There is obviously an appliance for it related to functions so your remark is redundant. Also fite me irl.

>Can someone who doesn't have a superiority complex answer the question please?
You're going to be hard pressed to find that on Veeky Forums.

Yea, it's a common trait amongst people who consider themselves intellectual sadly. It's pretty pathetic to do it anonymously though in my humble opinion since nobody can hold you accountable for it.

>Also fite me irl.

This is tough because if I were to knock you the fuck out the police would get me for fucking up a minor but you would have to break my leg or some shit to be prosecuted and even then your parents would get fined or some shit at best.

The point is. Yeah yeah, you are smart. You figured it out that the y=f(x) thing is just an arbitrary choice someone made long ago that is actually interchangeable with many equivalent notions. Good for you.

There is really nothing special about it. It is standarized watered down mathematics for retard kids. That is why I said go to university and learn actual math and then you will not be asking this question.

The point was not that y=f(x) is an arbitrary choice, anyone with half a brain could see that. My point is since y=f(x) is the standardized way, why does analytical geometry change that up even though the end result is the fucking same, just with another variable? My question was, what is the reason they do this?
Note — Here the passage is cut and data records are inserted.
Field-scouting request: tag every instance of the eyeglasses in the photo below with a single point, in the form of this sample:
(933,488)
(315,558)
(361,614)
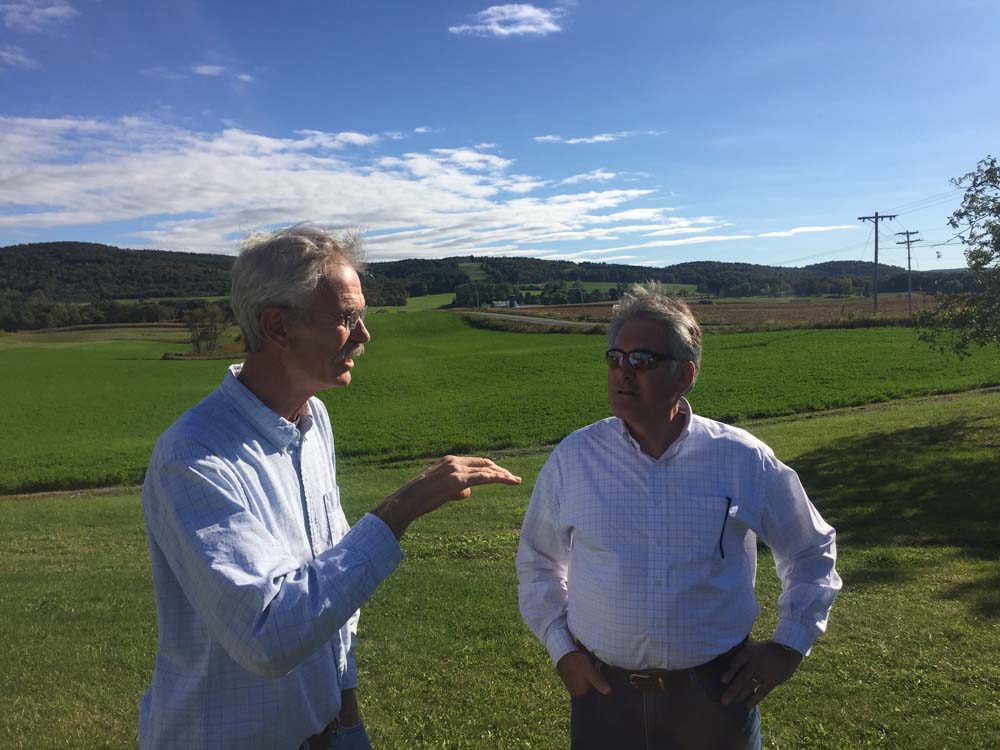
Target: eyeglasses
(348,320)
(638,359)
To mess with the less gifted peoples brains?

Because mathematics takes effort and effort in modern elementary education is bad because #nochildleftbehind and if you make some kind of people put too much effort guess what, they will be a child left behind.

We don't want any #childleftbehind. We are a progressive modern society... somehow.

But when you mix things up like this it requires more effort than if you just did it the standardized way, your argument is invalid.

What do you mean, do you have an example of this?

Look at the picture. Also if you really really want to I could dig out a textbook somewhere and take a pic of such an example.

I don't think I've ever seen an example of a graph like that that wasn't generated by an implicit function rather than a function of y.

That's because that graph is not the graph of a function.

So you're saying you can not create a function where x=f(y)?

>This is tough because if I were to knock you the fuck out the police would get me for fucking up a minor but you would have to break my leg or some shit to be prosecuted and even then your parents would get fined or some shit at best.

i cant believe you actually took the time to type this out. are you stupid?

I think it's fairly obvious that he is.

In the context of OP's pic yes. The thing is that in that parabola the equation y=f(x) does not describe a function but the inverse x=f(y) does indeed describe a function.

So now you are saying there are no functions of the form y=f(x)?

Look at OP's pic, you dense dense motherfucker.

The equation of the form y=f(x) that describes that parabola is not a function.

Only that one. THAT ONE. And other similar ones aswell but I would not want to blow your mind.

I am aware that you can not describe that parabola with the form y=f(x). And nevermind I see now that your original statement was exactly this. I thought you were saying that you can not create any function of the form x=f(y). My bad.

Yeah and now you know how since my first post the answer was staring you right in the face.

Why do you start treating x as a function of y? Because for this parabolas this is the only way to study them as a function.

Why? Because from this perspective for each y there is one and only one x so that x=f(y) but if you did it the usual way of y=f(x) you would see that a single x can match with 2 y's.

Explicitly, this would be the case for every x that was not the vertex of the parabola.

And now you made me spell it out for you and learned nothing. Good for all of us.

Please finish high school before you talk down to people.

Yes, it could be the graph of a function, you don't know enough math to contribute.

Congratulations on missing the point.

I guess the people in this thread will never for the life of them understand why you would sometimes want x being a function of y instead of the usual y being a function of x.

I wonder why, why would be want to work with functions instead of relations that do not satisfy the conditions of a functions.

I think the answer is that nobody knows. Nobody knows! Maybe there is no reason. Caveman Decartes found a rock carved by the gods that said

>Nigga, x=f(y) and let there be light
and Decartes said yeah my nigga.

MY NIGGA.

I'm out.

So what you're actually saying is that you're clueless.

>analytic geometry
>so a generalization of algebraic geometry to the analytic case? :^)

Youre asking why you learn something in school. It's a stupid question. Its clear youre underage, get over it.